これらの小さな試みから始めることで、チーム内の心理的安全性が高まり、「何を言っても大丈夫」という雰囲気が醸成されていきます。異なる意見や感覚が安心して表明できる環境こそが、予測不能な、しかし強力な新規事業アイデアを生み出す土壌となります。
結論:アート思考で「対話の化学反応」を起こす
アート思考は、チームにおける対話を単なる情報のやり取りから、お互いの内面に触れ、新たな視点を共有し合う「創造的な化学反応」へと昇華させる力を持ちます。ロジカルな議論でアイデアの筋道を立てることも重要ですが、それだけでは見えない景色があります。

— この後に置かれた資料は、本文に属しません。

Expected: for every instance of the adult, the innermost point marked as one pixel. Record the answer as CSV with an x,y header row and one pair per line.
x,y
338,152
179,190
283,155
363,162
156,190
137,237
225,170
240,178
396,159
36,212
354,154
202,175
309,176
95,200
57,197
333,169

アート思考に基づく対話は、メンバー一人ひとりの感性や違和感を拾い上げ、それらを掛け合わせることで、誰も想像しなかったようなアイデアへと昇り詰める可能性を秘めています。
新規事業開発の現場でアイデア枯渇を感じているのであれば、ぜひチームでの対話にアート思考のエッセンスを取り入れてみてください。それは、画期的なアイデアを生み出すだけでなく、チームメンバー間の信頼と共感を深め、組織全体の創造性を高めることにもつながるはずです。まずは、小さな問いかけや非言語表現から、新しい対話の扉を開いてみてはいかがでしょうか。